Chapter 4: problems 3, 8, 13, 16 & 18.
2-1A: Calculate the change in energy for the process of taking an ice cube (typical ice cube is 1 in3) out of your freezer at -20°C and heating at atmospheric pressure to a final state of steam at 120°C. It is very useful to look at this process from several thermodynamic perspectives. Hence, it is suggested that you not only look at the various types of energy change that occurs in this common physical change process, but you also look at the change in entropy.
2-2A: Consider the decomposition of solid magnesium carbonate to form solid magnesium oxide and gaseous carbon dioxide. Calculate the temperature at which the decomposition is thermodynamically favorable under standard pressure conditions.
2-3A: How much ethane would you need to combust to heat a kilogram of water from room temperature to boiling? (B) What about you switch and use propane. Does it require more, less or the same amount? (‘How much’ is a bit vague. However, this is often exactly how people would speak or ask this type of question. As chemists, the number of moles would be the most useful answer to the question ‘how much’ of a specific chemical compound.

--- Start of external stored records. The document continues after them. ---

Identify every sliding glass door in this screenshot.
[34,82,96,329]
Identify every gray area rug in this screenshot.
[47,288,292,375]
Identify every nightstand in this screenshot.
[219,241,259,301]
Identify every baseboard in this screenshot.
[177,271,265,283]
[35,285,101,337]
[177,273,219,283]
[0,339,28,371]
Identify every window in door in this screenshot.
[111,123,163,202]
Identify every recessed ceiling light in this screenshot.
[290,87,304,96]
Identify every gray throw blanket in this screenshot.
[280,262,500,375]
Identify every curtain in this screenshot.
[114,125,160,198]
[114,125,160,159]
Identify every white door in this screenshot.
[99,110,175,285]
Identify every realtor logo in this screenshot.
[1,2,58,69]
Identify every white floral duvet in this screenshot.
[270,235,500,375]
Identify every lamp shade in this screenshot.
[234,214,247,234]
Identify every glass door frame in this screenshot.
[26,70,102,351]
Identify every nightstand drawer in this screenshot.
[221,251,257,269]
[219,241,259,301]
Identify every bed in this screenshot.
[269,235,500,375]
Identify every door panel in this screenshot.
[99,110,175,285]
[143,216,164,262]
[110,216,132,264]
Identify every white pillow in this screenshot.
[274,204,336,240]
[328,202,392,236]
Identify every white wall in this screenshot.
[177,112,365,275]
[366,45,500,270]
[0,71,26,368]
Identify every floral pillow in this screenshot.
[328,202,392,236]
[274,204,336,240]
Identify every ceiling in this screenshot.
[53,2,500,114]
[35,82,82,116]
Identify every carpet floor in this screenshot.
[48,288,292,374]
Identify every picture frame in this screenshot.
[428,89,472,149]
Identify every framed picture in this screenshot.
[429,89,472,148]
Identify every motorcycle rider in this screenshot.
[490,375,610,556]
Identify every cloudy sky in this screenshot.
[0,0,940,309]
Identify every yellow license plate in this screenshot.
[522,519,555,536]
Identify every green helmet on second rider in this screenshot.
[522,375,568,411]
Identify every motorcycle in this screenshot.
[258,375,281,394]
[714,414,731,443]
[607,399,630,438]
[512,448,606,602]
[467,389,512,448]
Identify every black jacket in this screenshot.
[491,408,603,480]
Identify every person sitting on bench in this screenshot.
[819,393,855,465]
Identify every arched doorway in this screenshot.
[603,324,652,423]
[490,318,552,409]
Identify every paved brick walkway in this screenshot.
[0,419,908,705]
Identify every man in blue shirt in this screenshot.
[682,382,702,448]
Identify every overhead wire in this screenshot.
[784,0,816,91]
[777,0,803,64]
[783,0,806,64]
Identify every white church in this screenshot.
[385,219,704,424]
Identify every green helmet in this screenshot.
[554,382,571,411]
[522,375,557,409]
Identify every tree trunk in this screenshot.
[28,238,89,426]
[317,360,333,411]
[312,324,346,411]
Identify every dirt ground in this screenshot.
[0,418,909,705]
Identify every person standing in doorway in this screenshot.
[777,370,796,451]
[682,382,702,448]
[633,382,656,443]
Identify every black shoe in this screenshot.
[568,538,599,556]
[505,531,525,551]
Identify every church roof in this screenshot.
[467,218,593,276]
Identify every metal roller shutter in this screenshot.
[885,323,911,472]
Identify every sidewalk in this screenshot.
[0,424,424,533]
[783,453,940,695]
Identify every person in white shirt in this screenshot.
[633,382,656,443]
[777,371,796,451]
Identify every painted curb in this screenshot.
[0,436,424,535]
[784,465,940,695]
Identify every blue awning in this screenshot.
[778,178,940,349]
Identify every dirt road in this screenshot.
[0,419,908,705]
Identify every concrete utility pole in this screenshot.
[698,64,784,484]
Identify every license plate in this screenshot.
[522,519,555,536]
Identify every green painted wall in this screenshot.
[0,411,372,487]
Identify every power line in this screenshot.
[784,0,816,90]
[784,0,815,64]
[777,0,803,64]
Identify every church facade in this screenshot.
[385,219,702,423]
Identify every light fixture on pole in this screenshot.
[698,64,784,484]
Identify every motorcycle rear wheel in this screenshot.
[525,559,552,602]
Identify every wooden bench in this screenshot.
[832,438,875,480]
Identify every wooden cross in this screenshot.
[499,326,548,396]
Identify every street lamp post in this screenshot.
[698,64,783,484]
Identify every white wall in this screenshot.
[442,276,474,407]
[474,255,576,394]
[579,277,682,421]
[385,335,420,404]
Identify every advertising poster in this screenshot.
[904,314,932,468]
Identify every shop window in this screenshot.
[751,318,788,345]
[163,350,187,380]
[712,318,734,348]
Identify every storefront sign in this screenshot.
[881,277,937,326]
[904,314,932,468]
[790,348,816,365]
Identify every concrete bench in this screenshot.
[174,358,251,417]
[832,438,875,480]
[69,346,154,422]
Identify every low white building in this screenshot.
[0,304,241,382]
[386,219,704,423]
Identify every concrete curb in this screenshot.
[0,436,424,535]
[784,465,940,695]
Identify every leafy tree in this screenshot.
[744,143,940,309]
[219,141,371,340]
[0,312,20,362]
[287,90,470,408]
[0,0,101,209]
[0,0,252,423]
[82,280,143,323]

However, this often isn’t the most practical for non-scientists. The most useful for the general public is probably the volume that would be required from a standard propane/butane/natural gas tank.)

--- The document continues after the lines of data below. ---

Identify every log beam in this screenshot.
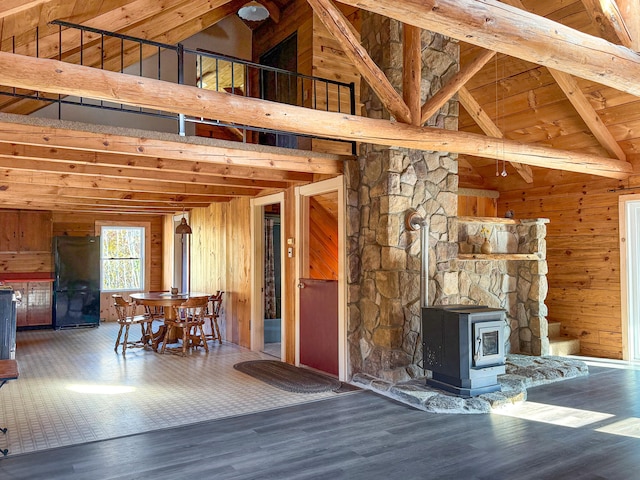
[611,0,640,52]
[0,139,298,188]
[0,113,343,177]
[549,68,627,161]
[422,50,496,123]
[307,0,411,123]
[0,52,633,178]
[402,23,424,126]
[332,0,640,96]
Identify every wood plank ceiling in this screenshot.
[0,0,640,213]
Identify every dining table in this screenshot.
[129,291,212,350]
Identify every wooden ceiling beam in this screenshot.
[0,143,290,189]
[582,0,640,51]
[0,114,343,176]
[0,52,633,178]
[307,0,411,124]
[500,0,628,161]
[549,68,627,161]
[260,0,280,23]
[0,193,211,212]
[458,87,533,183]
[612,0,640,52]
[0,168,261,197]
[0,179,224,202]
[422,50,496,123]
[402,23,424,126]
[0,0,57,19]
[2,201,182,216]
[340,0,640,96]
[0,153,284,192]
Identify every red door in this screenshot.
[300,278,338,376]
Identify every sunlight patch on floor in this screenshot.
[596,417,640,438]
[493,401,614,428]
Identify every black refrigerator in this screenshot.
[0,286,17,360]
[53,237,100,329]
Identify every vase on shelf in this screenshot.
[480,237,493,255]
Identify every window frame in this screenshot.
[95,221,151,293]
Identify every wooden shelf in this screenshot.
[458,253,542,260]
[458,217,549,225]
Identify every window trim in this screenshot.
[94,220,151,293]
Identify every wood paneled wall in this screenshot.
[190,199,252,347]
[253,0,361,155]
[499,176,622,359]
[53,212,163,321]
[458,195,498,217]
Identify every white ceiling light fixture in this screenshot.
[238,2,269,22]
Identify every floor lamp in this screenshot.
[176,211,192,293]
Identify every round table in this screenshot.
[129,292,211,350]
[129,292,211,320]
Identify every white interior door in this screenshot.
[620,195,640,362]
[251,193,287,359]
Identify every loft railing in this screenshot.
[0,20,355,152]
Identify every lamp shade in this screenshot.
[238,2,269,22]
[176,217,191,235]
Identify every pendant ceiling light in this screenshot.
[238,2,269,22]
[176,210,191,235]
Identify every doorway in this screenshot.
[619,195,640,362]
[251,193,286,359]
[296,177,347,380]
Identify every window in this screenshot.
[100,226,145,291]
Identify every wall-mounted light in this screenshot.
[176,214,191,235]
[238,2,269,22]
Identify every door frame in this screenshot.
[618,194,640,361]
[295,175,348,381]
[250,192,287,361]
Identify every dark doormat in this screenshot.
[233,360,344,393]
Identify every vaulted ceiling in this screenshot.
[0,0,640,213]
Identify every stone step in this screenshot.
[549,322,562,338]
[549,336,580,357]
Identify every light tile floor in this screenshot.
[0,323,337,455]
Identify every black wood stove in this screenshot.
[422,305,505,397]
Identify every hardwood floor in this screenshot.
[0,367,640,480]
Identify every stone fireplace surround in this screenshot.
[345,11,548,384]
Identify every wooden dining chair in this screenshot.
[204,290,224,345]
[160,297,209,356]
[111,294,153,355]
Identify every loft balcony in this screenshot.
[0,20,356,154]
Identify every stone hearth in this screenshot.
[352,354,589,413]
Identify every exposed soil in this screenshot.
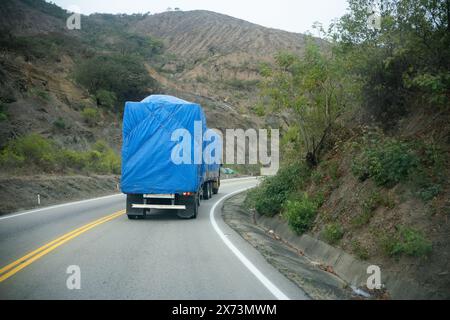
[222,193,355,300]
[0,175,119,215]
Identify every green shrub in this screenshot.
[283,193,317,235]
[0,133,56,170]
[417,184,442,202]
[352,133,419,186]
[81,107,100,126]
[381,227,432,257]
[31,88,50,101]
[74,52,159,103]
[322,223,344,245]
[58,149,87,171]
[0,103,8,121]
[53,117,66,130]
[0,134,121,174]
[249,163,310,216]
[95,89,117,109]
[352,240,369,260]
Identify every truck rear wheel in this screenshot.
[202,182,210,200]
[208,181,213,199]
[177,194,200,219]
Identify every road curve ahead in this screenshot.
[0,178,307,300]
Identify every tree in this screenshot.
[331,0,450,127]
[75,55,159,107]
[261,40,346,166]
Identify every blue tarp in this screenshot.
[121,95,218,194]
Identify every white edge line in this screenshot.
[209,187,290,300]
[0,193,123,220]
[0,177,256,220]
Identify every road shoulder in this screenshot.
[222,193,352,300]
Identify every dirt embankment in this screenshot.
[0,175,119,215]
[222,193,358,300]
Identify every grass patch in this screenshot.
[81,107,100,127]
[352,132,419,187]
[322,223,344,245]
[53,117,67,130]
[246,162,310,216]
[0,103,8,122]
[283,193,317,235]
[0,133,121,174]
[352,240,369,260]
[380,227,432,257]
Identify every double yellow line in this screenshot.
[0,210,125,282]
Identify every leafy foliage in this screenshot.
[283,193,317,234]
[0,133,121,174]
[95,89,117,110]
[322,223,344,245]
[75,55,158,103]
[352,133,419,186]
[260,39,353,166]
[331,0,450,127]
[81,107,100,126]
[247,163,310,216]
[381,227,432,257]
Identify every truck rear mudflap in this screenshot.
[127,193,198,219]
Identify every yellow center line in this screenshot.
[0,210,125,282]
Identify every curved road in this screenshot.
[0,178,307,300]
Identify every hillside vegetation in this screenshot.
[0,0,323,175]
[246,0,450,298]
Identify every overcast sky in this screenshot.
[52,0,347,33]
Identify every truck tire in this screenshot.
[127,214,145,220]
[177,193,200,219]
[208,181,213,199]
[203,182,209,200]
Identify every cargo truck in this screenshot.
[121,95,222,219]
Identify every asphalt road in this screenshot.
[0,179,306,300]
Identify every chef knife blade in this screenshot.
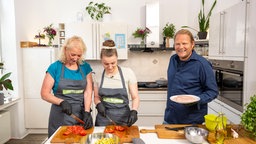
[165,124,197,131]
[70,114,85,125]
[106,115,117,125]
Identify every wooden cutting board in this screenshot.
[51,126,94,144]
[140,124,190,139]
[106,125,140,144]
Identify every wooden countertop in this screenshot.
[45,125,256,144]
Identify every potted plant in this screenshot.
[85,1,111,21]
[241,95,256,140]
[0,72,13,105]
[162,23,176,47]
[182,0,217,39]
[132,27,151,47]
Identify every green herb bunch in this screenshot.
[241,95,256,139]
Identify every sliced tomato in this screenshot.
[63,125,86,135]
[79,130,87,136]
[63,128,72,136]
[115,126,125,131]
[104,127,115,133]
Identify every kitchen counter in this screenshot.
[45,126,256,144]
[45,126,189,144]
[138,87,167,91]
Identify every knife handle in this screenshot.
[140,129,156,133]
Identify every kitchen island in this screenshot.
[45,125,256,144]
[45,127,189,144]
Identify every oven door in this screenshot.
[217,70,243,111]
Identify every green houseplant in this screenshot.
[0,72,13,104]
[182,0,217,39]
[162,23,176,47]
[241,95,256,140]
[162,23,176,38]
[85,1,111,20]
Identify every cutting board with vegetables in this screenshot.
[104,125,140,143]
[140,124,191,139]
[51,126,94,143]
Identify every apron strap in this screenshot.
[60,63,85,79]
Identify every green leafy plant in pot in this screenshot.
[85,1,111,21]
[0,72,13,104]
[162,23,176,47]
[241,95,256,141]
[182,0,217,39]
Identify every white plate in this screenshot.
[170,95,200,104]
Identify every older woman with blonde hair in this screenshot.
[41,36,93,137]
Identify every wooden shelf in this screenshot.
[128,44,174,52]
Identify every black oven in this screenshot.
[210,60,244,112]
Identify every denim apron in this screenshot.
[48,65,87,137]
[95,67,130,126]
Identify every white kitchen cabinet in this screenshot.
[0,110,11,144]
[130,91,167,126]
[209,1,246,61]
[65,22,128,60]
[22,47,58,128]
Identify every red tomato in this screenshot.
[63,128,72,136]
[104,127,115,133]
[80,130,87,136]
[115,126,125,131]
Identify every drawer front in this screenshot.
[138,100,166,115]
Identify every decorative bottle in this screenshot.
[215,113,227,144]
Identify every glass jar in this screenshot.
[215,113,227,144]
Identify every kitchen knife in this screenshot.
[70,114,85,125]
[106,115,117,125]
[164,125,197,131]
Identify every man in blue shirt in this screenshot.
[164,29,218,124]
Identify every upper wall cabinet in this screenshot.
[65,22,128,60]
[209,1,246,61]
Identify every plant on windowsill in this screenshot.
[182,0,217,39]
[85,1,111,21]
[241,95,256,141]
[162,23,176,47]
[0,72,13,105]
[132,27,151,47]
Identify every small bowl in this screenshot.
[185,126,209,143]
[204,114,227,131]
[85,133,120,144]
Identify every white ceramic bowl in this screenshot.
[185,127,209,143]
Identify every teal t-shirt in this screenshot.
[46,61,92,93]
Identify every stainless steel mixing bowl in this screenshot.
[185,127,209,143]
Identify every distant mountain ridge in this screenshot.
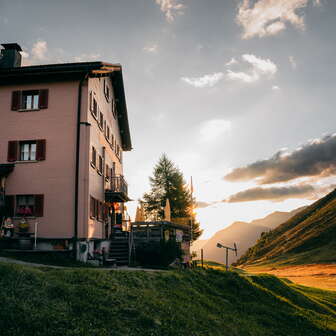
[237,189,336,265]
[192,208,302,263]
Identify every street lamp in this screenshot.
[217,243,238,271]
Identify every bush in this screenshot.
[135,240,182,267]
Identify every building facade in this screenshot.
[0,44,132,260]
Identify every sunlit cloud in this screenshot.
[224,134,336,184]
[236,0,320,39]
[227,54,278,83]
[200,119,232,142]
[225,57,238,67]
[31,41,48,61]
[143,43,159,54]
[181,72,225,88]
[155,0,185,23]
[74,54,100,62]
[288,56,297,69]
[224,184,316,203]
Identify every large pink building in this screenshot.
[0,44,132,260]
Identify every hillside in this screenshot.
[195,208,301,264]
[237,190,336,264]
[0,264,336,336]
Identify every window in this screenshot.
[91,146,97,167]
[12,89,49,111]
[110,134,114,149]
[105,165,110,180]
[20,141,36,161]
[112,99,117,118]
[99,111,104,129]
[111,162,116,178]
[22,91,40,110]
[104,79,110,101]
[90,91,98,119]
[7,140,46,162]
[15,195,44,217]
[90,196,105,221]
[98,155,103,175]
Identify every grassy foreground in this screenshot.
[0,264,336,336]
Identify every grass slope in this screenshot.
[0,264,336,336]
[237,190,336,265]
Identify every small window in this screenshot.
[104,79,110,101]
[91,147,97,167]
[20,141,36,161]
[22,90,40,110]
[98,155,103,174]
[105,165,110,180]
[99,111,104,129]
[15,195,44,217]
[92,98,98,119]
[16,195,35,217]
[112,99,117,118]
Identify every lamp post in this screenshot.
[217,243,237,271]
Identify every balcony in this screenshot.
[105,175,130,203]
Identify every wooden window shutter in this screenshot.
[35,195,44,217]
[90,196,95,218]
[5,195,15,217]
[36,140,47,161]
[89,91,93,112]
[7,141,19,162]
[94,199,98,219]
[12,91,22,111]
[39,89,49,109]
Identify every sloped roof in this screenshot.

2-4A: A quanitity of 0.55 moles of an ideal gas initially at room temperature is expanded from 1.0 to 5.0 liters. If this expansion is done slowing such that it is reversible and isothermal, what can you say about the change in energy of the system? (B) Determine as much as you can about this system thermodynamically. So, for example, calculate the following: work (w), heat (q), the change in internal energy (ΔU), the change in enthalpy (ΔH), the change in entropy (ΔS) and the change in Gibbs free energy (ΔG). Really, this part of the question and part (A) are asking for the same thing! All of these ‘thermodynamic’ quantities are energies (except entropy, which is only a T multiplication away from being an energy).

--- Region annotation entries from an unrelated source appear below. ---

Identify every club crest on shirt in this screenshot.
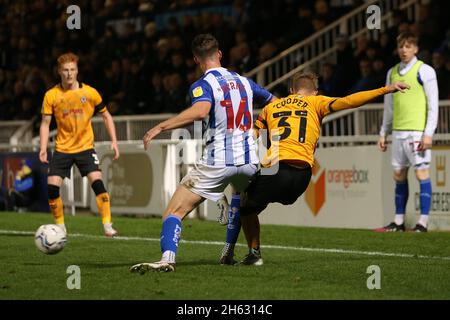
[192,87,203,98]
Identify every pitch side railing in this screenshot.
[246,0,419,90]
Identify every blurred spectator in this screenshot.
[0,160,35,211]
[350,59,377,93]
[319,62,339,97]
[0,0,450,120]
[431,51,450,99]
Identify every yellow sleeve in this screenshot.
[41,91,53,115]
[320,87,389,115]
[254,108,267,130]
[91,88,106,113]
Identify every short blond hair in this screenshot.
[291,71,319,92]
[57,52,79,68]
[397,32,419,47]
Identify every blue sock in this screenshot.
[395,180,409,214]
[161,214,181,262]
[222,195,241,255]
[420,179,431,215]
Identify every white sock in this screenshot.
[394,214,405,226]
[103,222,113,231]
[161,250,175,263]
[418,214,428,228]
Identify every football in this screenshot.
[34,224,67,254]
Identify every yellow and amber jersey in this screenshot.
[41,82,106,153]
[255,87,388,167]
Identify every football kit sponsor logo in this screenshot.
[192,87,203,98]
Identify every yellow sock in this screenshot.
[95,192,111,224]
[48,197,64,224]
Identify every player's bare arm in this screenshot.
[39,114,52,163]
[378,82,410,152]
[143,101,211,150]
[330,82,409,111]
[102,111,120,160]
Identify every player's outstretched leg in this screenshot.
[92,179,118,237]
[48,184,67,233]
[239,214,263,266]
[413,178,432,232]
[216,194,230,226]
[375,180,409,232]
[130,214,182,274]
[219,194,241,265]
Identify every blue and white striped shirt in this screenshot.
[189,67,272,167]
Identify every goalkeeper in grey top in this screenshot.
[375,33,439,232]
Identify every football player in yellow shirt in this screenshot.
[39,53,119,237]
[234,73,409,265]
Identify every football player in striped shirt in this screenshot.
[131,34,275,273]
[39,53,119,237]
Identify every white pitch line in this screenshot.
[0,229,450,261]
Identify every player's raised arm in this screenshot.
[328,82,409,112]
[39,114,52,163]
[143,101,211,150]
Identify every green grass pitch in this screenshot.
[0,212,450,300]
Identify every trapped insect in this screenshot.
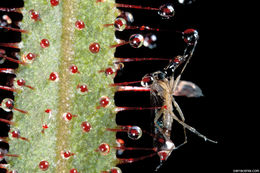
[141,29,217,171]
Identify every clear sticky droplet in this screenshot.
[114,17,126,31]
[158,4,175,19]
[0,98,14,112]
[144,34,157,49]
[127,126,142,140]
[182,29,199,45]
[141,74,154,88]
[129,34,144,48]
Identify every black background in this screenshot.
[0,0,260,173]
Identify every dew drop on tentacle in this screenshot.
[182,29,199,45]
[70,168,78,173]
[108,167,122,173]
[63,112,77,122]
[50,0,60,6]
[81,121,91,132]
[0,57,5,64]
[158,4,175,19]
[141,74,154,87]
[21,53,36,64]
[105,67,114,75]
[118,12,134,25]
[29,9,41,21]
[39,160,49,171]
[99,96,110,107]
[0,98,14,112]
[129,34,144,48]
[144,34,157,49]
[98,143,110,155]
[178,0,195,5]
[116,139,125,155]
[114,17,127,31]
[157,151,169,161]
[89,43,100,53]
[127,126,142,140]
[70,64,79,74]
[13,78,34,90]
[0,98,28,114]
[9,129,29,141]
[61,151,75,159]
[75,20,85,30]
[49,72,59,82]
[40,38,50,48]
[77,84,88,95]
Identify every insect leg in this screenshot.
[154,109,171,141]
[171,112,218,145]
[173,98,188,149]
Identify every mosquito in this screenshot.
[142,30,217,171]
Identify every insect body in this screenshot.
[142,29,217,170]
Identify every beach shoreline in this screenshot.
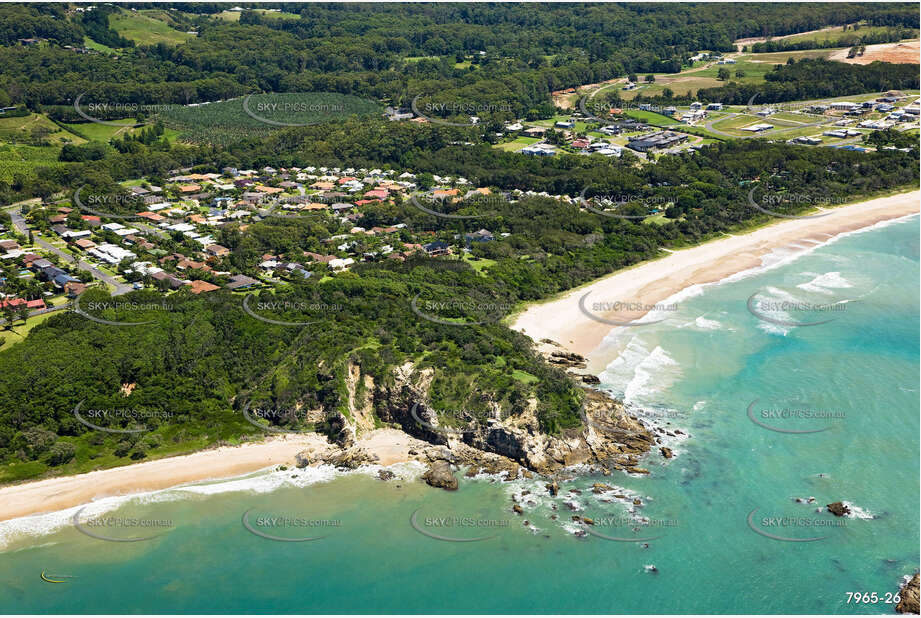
[0,429,421,522]
[0,191,921,522]
[510,191,921,373]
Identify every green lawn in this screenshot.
[624,109,681,127]
[83,36,118,55]
[62,118,136,142]
[493,137,540,152]
[783,25,918,47]
[512,369,538,384]
[0,311,56,350]
[463,253,496,275]
[742,49,837,64]
[0,114,86,147]
[109,10,195,45]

2-5A: 80 ml of water at room temperature is mixed with 160 ml of hot water (measured to be 176 F). Calculate the change in entropy (ΔS) for the system (the entire system being all the mixed water).
2-6A: The reaction of carbon monoxide with water is a very important process and is generally called the water-gas shift reaction (WGSR). At room temperature, is this reaction thermodynamically favorable? i.e., is it spontaneous? (B) What is the effect of temperature on the WGSR?
2-7A: Is the hydrogenation of ethylene a spontaneous reaction (thermodynamically favorable) at 100°C?
2.8A: At standard temperature and pressure (STP), 280 milliliters (ml) of an unknown gas has a weight of 200 milligrams (mg). The gas was ignited and shown experimentally to be very combustible. Provide an educated guess for what this ‘unknown’ gas could potentially be? and what experiment you would propose to provide further proof of the chemical composition of this unknown gas.